Beherrschungsvertrag
Alba schmiedet Entsorgungsriesen

Der Berliner Familienkonzern Alba arbeitet an einer mächtigen Nummer zwei auf dem deutschen Entsorgungsmarkt. Dazu will er seine Beteiligung am deutlich größeren Konkurrenten Interseroh nutzen.

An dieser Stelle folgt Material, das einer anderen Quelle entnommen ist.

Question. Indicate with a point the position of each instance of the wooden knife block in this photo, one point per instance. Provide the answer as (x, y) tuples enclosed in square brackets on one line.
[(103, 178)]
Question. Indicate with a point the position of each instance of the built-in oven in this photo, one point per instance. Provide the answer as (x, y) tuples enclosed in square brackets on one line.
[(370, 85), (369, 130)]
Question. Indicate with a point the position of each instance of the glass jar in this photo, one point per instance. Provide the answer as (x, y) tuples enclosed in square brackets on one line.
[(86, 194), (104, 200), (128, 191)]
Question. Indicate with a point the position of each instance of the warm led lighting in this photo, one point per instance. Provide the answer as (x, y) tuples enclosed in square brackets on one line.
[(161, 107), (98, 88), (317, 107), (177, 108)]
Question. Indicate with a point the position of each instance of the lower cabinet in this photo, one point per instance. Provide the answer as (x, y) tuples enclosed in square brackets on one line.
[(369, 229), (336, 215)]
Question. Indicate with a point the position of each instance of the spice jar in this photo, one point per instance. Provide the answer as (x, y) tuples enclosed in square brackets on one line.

KÖLN. „Ein Beherrschungsvertrag über die börsennotierte Interseroh ist mittelfristig eine von mehreren Optionen“, kündigte Alba-Mitinhaber und Interseroh-Vorstandschef Axel Schweitzer im Gespräch mit dem Handelsblatt an. Er könne sich auch vorstellen, weitere Anteile zu erwerben. Im zweiten Fall, erwarten Analysten, dürfte es am Ende zu einem Squeeze-out und einer Komplettübernahme von Interseroh kommen.

Auf beiden Wegen würden die Berliner den Abstand zum Marktführer Remondis deutlich verringern. Alba und Interseroh machten 2008 zusammen einen Umsatz von drei Mrd. Euro, während Remondis 5,6 Mrd. Euro umsetzte. Ein Sprecher von Remondis im westfälischen Lünen wollte dies auf Anfrage nicht kommentieren.

Ähnlich wie bei den Autozulieferern Schaeffler und Continental greift damit ein Familienkonzern nach einer – in Umsatz gerechnet – mehr als doppelt so großen Börsengesellschaft. Um nicht in eine ähnlich prekäre Lage zu gelangen wie der fränkische Automobilzulieferer, bewahren die Alba-Inhaber um die Geschwister Axel und Eric Schweitzer einen langen Atem.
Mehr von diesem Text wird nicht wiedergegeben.